The proposed update to the Capital Law (Amended) includes a group of policies focused on cultural protection and development. These policies aim to provide legal instruments that will protect cultural heritage and promote the capital’s cultural identity.

Vietnam National Symphony Orchestra in a performance. File Photo

The draft law covers various aspects, including human resource development, preservation of architectural, cultural, and historical works, protection of culture and sports, and mobilization of resources for cultural development. It aims to promote public-private partnerships in culture and sports and provide more investment incentives.

According to Deputy Minister of Justice Tran Tien Dung, the draft law includes regulations falling under the jurisdiction of multiple ministries and agencies. Therefore, it is essential to have a regulatory framework to facilitate coordination among these agencies, enabling Hanoi to become a pioneering city in building the cultural industry in Vietnam.

A cheo (traditional operetta) performance in Hanoi. Photo: The Hanoi Times

Deputy Minister of Culture, Sports and Tourism Trinh Thi Thuy has suggested the need for more enforceable regulations to boost Hanoi’s cultural industry.

Thuy emphasized the importance of conducting further research and clarification on the provisions of the Capital Law or the Law on Cultural Heritage. She specifically called for an article dedicated to the development of Hanoi’s cultural industry, rather than scattered provisions in different articles, as currently proposed in the draft law.

In addition, the Hanoi People’s Committee should have a legal instrument to oversee the construction, management, and use of architectural works, to ensure preservation and promotion of their values.

Tran Dung Hai, a representative of Hanoi University of Culture, highlighted the need for specific mechanisms to develop the cultural industry in Hanoi. He noted that the existing Capital Law of 2012 has an article on cultural preservation and development, but it does not adequately promote the development of the cultural industry in line with Hanoi’s unique characteristics and important role.

“The amended Capital Law should explicitly address cultural industries.
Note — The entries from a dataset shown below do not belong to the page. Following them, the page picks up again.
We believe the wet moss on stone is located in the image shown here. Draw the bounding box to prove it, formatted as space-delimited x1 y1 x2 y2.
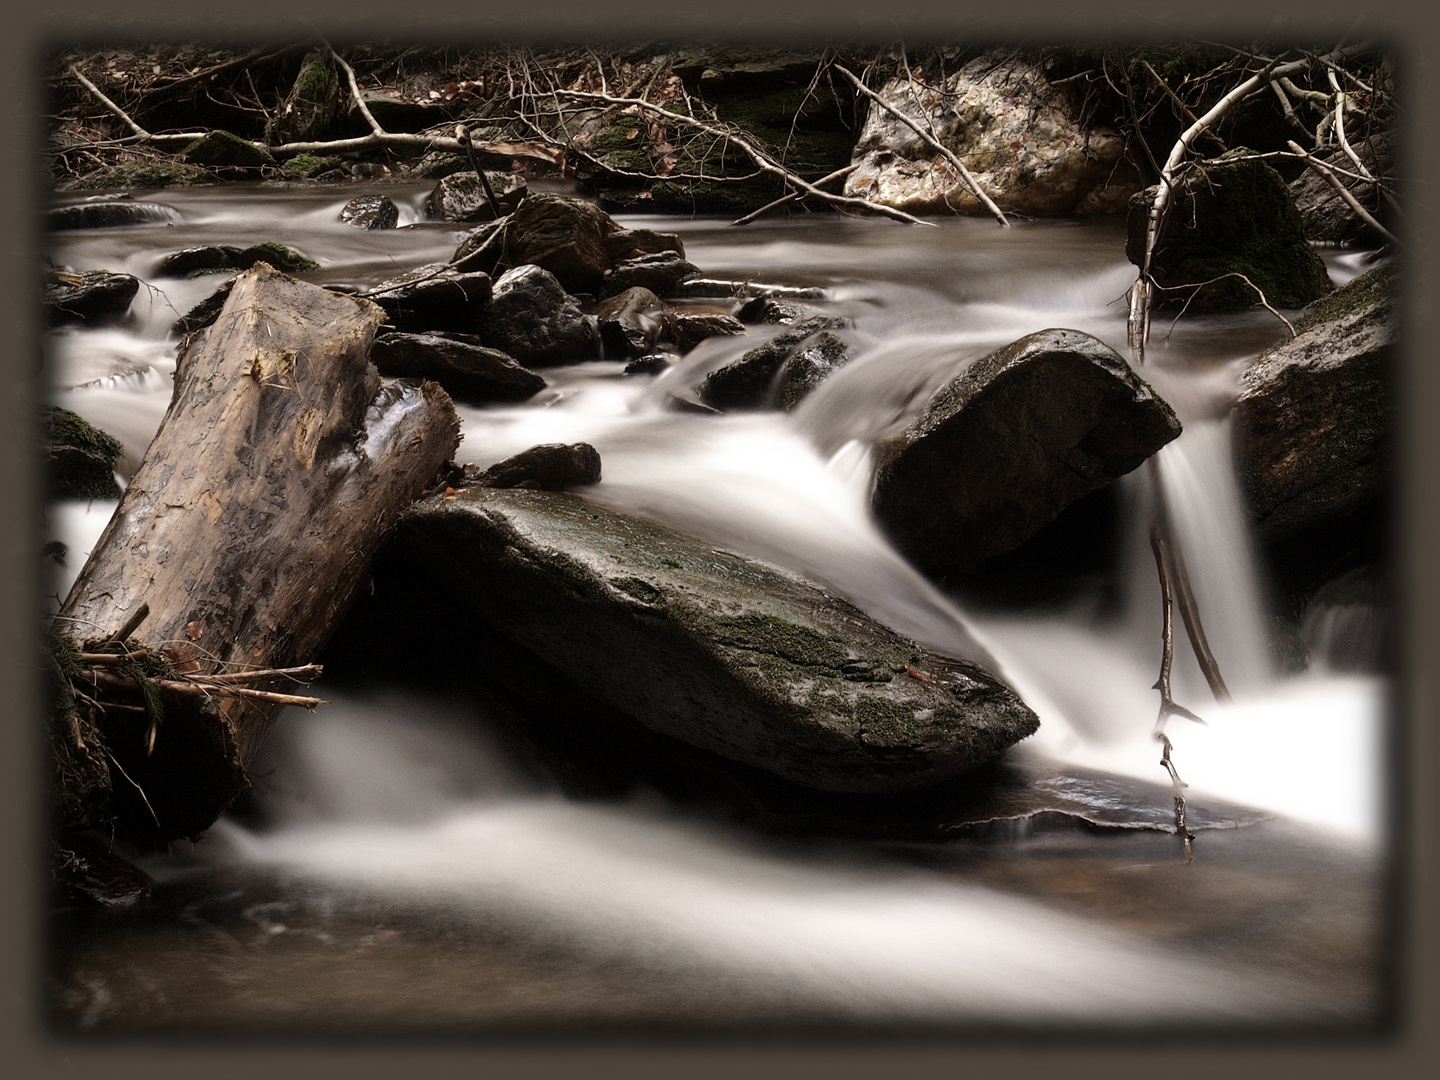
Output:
235 241 320 273
66 161 212 190
43 407 124 500
181 129 277 169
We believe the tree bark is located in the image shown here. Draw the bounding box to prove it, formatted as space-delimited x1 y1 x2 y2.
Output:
59 263 460 841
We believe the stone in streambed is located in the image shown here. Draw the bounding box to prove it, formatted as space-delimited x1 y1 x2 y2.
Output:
340 194 400 230
480 264 600 366
44 270 139 329
590 286 666 358
872 328 1182 579
42 406 124 500
369 333 545 405
502 191 619 295
697 315 848 409
393 488 1038 793
45 201 178 230
599 251 701 299
474 443 602 490
367 264 493 334
427 170 526 222
1232 264 1396 542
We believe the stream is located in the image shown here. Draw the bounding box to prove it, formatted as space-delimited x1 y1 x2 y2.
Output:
41 181 1389 1034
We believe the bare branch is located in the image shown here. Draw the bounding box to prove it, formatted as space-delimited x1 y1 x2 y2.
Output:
730 163 858 226
1287 140 1400 247
67 65 151 138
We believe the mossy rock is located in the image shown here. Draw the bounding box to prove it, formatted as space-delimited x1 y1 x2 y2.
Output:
1126 149 1333 312
64 161 212 191
281 154 344 180
181 130 277 169
408 151 471 179
233 242 320 273
42 407 124 500
267 50 341 144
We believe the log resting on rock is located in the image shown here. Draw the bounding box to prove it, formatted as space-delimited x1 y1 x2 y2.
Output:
391 488 1039 793
59 263 460 841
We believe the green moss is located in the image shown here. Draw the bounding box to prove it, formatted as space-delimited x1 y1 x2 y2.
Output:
43 407 124 500
282 154 342 180
709 611 849 670
611 576 664 604
67 161 212 190
855 695 918 741
1296 264 1394 334
235 241 320 273
181 129 277 168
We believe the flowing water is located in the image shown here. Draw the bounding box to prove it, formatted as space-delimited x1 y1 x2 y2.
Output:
41 182 1390 1034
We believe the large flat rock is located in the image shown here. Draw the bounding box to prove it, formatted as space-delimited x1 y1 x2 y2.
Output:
872 328 1181 580
392 489 1038 794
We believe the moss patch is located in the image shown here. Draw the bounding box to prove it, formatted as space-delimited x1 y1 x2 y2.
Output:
181 129 277 168
234 241 320 273
43 407 124 500
1296 264 1394 334
282 154 343 180
709 611 849 670
66 161 211 191
855 696 919 742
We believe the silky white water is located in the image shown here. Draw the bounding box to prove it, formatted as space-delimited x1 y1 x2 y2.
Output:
43 185 1388 1027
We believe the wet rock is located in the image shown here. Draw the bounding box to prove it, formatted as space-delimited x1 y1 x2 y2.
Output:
600 252 701 299
450 216 509 275
180 129 277 169
872 328 1182 579
737 295 812 325
591 286 666 358
44 270 140 329
367 264 493 335
42 407 123 500
59 161 211 191
1126 149 1333 312
480 264 600 366
45 201 177 229
232 242 320 273
154 245 245 277
408 150 470 179
1233 264 1395 541
392 488 1038 793
502 192 619 294
340 194 400 230
267 49 341 144
605 227 685 263
775 330 850 410
667 309 748 354
475 443 602 490
427 170 526 222
280 154 345 181
697 316 847 409
624 354 674 376
51 834 155 910
169 279 234 337
370 333 545 405
845 47 1142 216
1290 130 1395 247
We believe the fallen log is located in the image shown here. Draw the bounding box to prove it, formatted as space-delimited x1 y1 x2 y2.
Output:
57 262 460 842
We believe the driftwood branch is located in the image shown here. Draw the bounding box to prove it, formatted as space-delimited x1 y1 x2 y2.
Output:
730 163 858 226
548 86 935 227
831 63 1010 227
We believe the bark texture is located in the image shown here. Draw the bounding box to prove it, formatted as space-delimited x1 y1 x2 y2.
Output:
60 263 460 840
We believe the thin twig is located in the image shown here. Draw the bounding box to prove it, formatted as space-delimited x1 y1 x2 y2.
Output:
730 163 858 226
67 65 150 138
103 748 160 828
1287 140 1399 247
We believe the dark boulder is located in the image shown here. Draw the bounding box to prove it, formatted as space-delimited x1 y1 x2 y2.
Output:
1233 264 1395 542
44 270 139 329
872 328 1182 579
45 202 177 230
42 407 124 500
502 192 619 295
427 170 526 222
697 316 847 409
624 355 674 376
737 295 813 325
605 227 685 263
367 264 493 335
169 279 235 337
154 245 244 277
391 488 1039 793
232 242 320 273
775 330 850 410
340 194 400 230
1126 149 1333 312
450 217 509 274
475 443 602 490
179 129 276 170
591 286 666 358
599 252 701 299
480 264 600 366
370 333 545 405
667 309 748 354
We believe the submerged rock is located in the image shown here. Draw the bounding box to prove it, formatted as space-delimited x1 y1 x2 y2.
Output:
1233 264 1396 541
340 194 400 230
1126 149 1333 312
697 316 848 409
873 328 1182 579
475 443 602 490
845 48 1141 216
370 333 545 405
481 264 600 366
775 330 850 410
44 270 140 328
600 251 701 299
591 286 666 358
393 488 1038 793
45 201 177 229
367 264 493 334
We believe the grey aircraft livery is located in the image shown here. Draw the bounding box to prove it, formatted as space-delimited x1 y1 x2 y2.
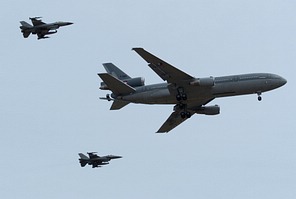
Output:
79 152 122 168
98 48 287 133
19 17 73 40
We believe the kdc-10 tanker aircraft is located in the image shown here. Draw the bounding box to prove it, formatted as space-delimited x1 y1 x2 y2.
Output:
98 48 287 133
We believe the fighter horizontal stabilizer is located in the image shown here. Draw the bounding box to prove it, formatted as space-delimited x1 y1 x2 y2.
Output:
98 73 135 95
80 161 87 167
110 100 130 110
22 31 31 38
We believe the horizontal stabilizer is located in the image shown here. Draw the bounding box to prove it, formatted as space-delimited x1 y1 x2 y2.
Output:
98 73 135 95
110 100 130 110
22 31 31 38
80 161 87 167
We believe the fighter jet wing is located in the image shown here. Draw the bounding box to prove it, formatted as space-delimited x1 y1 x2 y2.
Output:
37 32 47 39
30 18 45 26
92 162 100 168
132 48 193 84
88 152 99 159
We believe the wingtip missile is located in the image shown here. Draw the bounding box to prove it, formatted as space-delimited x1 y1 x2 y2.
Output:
29 16 42 20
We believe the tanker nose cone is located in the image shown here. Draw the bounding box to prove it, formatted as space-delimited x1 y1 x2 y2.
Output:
270 74 287 89
275 75 287 88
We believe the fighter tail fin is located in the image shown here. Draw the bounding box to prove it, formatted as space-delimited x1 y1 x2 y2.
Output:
98 73 135 95
103 63 131 80
20 21 33 28
78 153 88 160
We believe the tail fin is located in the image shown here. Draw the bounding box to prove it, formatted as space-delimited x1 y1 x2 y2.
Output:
100 63 145 90
78 153 88 160
98 73 135 95
20 21 33 28
20 21 32 38
103 63 131 80
78 153 89 167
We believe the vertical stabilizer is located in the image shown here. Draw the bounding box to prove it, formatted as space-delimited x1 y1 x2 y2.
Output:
78 153 88 160
20 21 33 28
103 63 131 80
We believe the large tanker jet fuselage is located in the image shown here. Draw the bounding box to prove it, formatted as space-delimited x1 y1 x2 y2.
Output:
119 73 286 104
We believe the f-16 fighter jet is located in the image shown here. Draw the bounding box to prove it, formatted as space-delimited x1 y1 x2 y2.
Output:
98 48 287 133
79 152 122 168
19 17 73 40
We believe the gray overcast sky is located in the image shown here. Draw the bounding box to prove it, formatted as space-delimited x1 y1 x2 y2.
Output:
0 0 295 198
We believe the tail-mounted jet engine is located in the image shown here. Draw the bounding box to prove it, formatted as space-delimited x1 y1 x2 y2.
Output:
100 77 145 90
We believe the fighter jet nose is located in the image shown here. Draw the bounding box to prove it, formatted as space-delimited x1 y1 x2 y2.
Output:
112 155 122 159
106 155 122 159
276 76 287 87
58 22 73 26
115 156 122 159
280 77 287 86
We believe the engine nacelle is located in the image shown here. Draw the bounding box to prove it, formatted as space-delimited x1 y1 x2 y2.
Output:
100 77 145 90
190 77 215 87
196 105 220 115
123 77 145 87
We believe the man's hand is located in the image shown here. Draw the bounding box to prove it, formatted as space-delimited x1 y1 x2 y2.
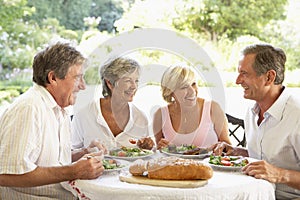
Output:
72 153 105 180
242 160 283 183
210 142 234 156
242 160 300 190
210 141 248 156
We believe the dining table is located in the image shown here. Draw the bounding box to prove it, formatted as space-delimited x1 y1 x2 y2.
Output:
62 152 276 200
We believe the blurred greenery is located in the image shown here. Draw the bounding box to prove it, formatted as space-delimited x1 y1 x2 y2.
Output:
84 67 101 85
1 0 300 105
173 0 288 41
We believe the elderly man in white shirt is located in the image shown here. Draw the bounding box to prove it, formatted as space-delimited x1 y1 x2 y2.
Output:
212 44 300 200
0 42 105 199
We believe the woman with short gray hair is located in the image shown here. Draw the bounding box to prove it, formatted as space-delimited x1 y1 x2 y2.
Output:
72 57 154 152
100 57 141 97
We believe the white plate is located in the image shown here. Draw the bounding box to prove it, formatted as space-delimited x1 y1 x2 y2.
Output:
105 149 155 161
161 149 211 159
203 157 250 172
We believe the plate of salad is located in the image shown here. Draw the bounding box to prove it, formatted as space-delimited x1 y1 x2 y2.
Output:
102 159 129 173
204 155 250 171
106 146 154 161
161 144 211 159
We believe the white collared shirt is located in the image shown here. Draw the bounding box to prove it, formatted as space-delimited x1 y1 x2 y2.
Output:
245 87 300 199
0 84 75 199
72 99 150 150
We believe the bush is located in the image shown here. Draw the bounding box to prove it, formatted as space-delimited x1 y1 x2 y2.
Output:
0 84 31 106
84 67 101 85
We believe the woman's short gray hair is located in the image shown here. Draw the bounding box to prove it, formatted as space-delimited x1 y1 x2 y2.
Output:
100 57 141 97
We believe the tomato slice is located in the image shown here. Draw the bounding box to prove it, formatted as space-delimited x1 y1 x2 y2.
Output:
129 138 137 144
220 160 232 166
117 151 127 157
221 157 231 161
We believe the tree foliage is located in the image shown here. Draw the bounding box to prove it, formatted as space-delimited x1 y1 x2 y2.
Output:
173 0 288 41
0 0 29 30
1 0 299 78
26 0 125 32
90 0 124 33
0 0 79 72
26 0 90 30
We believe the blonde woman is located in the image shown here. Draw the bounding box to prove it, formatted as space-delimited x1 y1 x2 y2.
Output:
153 65 231 150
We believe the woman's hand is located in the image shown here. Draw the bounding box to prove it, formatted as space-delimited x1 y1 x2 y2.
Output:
137 137 155 150
157 138 170 150
88 139 108 154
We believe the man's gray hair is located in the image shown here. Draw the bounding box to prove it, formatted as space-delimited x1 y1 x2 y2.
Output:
242 44 286 84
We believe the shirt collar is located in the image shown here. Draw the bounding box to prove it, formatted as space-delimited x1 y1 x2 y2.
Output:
33 83 68 115
251 86 290 121
267 86 290 121
124 103 134 131
96 99 134 130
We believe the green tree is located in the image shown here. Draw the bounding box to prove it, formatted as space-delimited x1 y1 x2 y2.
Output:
27 0 91 30
0 0 37 71
173 0 288 42
26 0 126 33
0 0 28 30
261 0 300 70
0 0 78 73
90 0 124 33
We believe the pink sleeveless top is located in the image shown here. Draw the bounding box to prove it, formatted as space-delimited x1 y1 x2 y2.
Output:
161 100 218 148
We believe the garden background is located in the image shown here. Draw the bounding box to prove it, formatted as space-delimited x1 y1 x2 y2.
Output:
1 0 300 118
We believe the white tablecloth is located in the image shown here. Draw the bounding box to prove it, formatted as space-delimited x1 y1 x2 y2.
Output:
63 154 275 200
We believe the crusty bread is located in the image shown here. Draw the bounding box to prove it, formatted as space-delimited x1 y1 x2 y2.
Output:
128 159 148 176
129 156 213 180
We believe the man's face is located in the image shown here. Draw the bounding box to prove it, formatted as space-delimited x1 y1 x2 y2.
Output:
236 54 268 101
55 64 86 107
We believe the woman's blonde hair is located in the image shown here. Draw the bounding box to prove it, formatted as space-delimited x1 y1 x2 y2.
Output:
161 65 197 103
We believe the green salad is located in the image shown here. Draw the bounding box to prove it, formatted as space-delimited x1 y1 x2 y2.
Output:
109 146 152 157
161 144 209 155
102 159 125 170
209 155 249 167
162 144 197 153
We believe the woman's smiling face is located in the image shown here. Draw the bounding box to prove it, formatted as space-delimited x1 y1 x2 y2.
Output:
173 80 198 106
110 69 139 102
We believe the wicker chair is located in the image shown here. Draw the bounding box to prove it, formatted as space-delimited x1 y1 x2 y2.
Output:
226 114 246 147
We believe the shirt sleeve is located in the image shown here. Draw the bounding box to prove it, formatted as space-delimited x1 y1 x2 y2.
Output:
291 120 300 166
0 102 40 174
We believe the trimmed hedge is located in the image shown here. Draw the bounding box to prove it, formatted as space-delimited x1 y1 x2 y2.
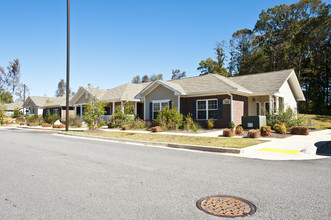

Hanoi is a fast-growing, sustainable socio-economic region and a key economic area for the country, especially after undergoing administrative boundary adjustments for 15 years,” said Hai.

He expressed hope that the amended Capital Law would include specific regulations on culture, harmonizing the preservation of cultural identity with economic development, and recognizing culture and people as driving forces behind the capital’s development.